今のように少し遠くから聞こえる声ならば性別から声の高低まで聞き逃すことはない。


「け、おもしれぇ!」


男がレイトに向かって斧を振り下ろした。

それと同時に野次馬のなかから騎士の姿が見えた。


ここだ!

レイトはタイミングを合わせ、振り下ろされた斧を避けて、男の頭を掴み、思いきり地面にぶつけた。

一瞬にして意識を刈り取る衝撃で男はうつ伏せのまま動かなくなった。


数人の帝国騎士が野次馬を下がらせる。騎士が来たのなら大丈夫だろうと安心したのか野次馬たちは散り散りに離れていく。


男を地面に叩きつけたところを見られたレイトは騎士に確保され、連行される。まあ見られたというか見せたというべきなのだろうけど。

暴行を見られればどういう理由があろうと連行させるだろう。しかも可能性として帝城に近づけるかもしれないし。
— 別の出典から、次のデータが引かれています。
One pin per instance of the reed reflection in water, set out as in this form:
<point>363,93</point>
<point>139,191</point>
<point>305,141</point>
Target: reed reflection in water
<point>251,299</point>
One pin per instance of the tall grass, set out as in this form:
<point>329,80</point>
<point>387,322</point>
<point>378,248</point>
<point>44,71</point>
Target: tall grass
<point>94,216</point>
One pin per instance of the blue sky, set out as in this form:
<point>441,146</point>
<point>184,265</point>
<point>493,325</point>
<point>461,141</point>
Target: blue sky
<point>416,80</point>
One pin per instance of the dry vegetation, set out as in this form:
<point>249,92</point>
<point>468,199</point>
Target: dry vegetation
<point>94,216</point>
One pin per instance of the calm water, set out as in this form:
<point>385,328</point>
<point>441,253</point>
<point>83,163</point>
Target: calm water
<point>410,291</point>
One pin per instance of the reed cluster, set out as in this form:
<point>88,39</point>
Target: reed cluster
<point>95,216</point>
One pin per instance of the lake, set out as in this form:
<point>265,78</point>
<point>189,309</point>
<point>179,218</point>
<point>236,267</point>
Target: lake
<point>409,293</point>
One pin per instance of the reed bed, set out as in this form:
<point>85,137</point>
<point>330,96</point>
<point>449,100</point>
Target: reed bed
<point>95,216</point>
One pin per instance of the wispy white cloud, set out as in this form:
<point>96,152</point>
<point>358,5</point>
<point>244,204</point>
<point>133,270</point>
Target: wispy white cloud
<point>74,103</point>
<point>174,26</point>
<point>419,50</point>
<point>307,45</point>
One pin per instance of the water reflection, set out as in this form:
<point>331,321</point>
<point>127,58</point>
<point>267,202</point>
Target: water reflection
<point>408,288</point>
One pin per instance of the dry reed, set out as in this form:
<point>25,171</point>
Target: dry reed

しかし帝国騎士は南地区に常駐している騎士で中央部にいる者たちではなかった。といっても予想はしていたけど。

こうして帝国騎士と会えただけでも良かったとしよう。


騎士は野次馬の一人に話を聞いている。おそらくレイトが悪い奴ではないと語ってくれるだろう。

罪人になればシラヌイに会うのは容易いかと思ったのだが、さすがにそれだけの理由で罪を犯すのは馬鹿げてるし、単純に嫌だった。

正当防衛に近い形ならば罪にはならない。尚且つ帝国騎士と知り合えると思ったのだ。


現にこうして騎士にどんな状況だったのか聞きたいのでと言われ、駐屯地に連れていかれている。


南地区駐屯地でレイトが最初に見たのは宝石のサファイアのように綺麗な青髪の女性騎士だった。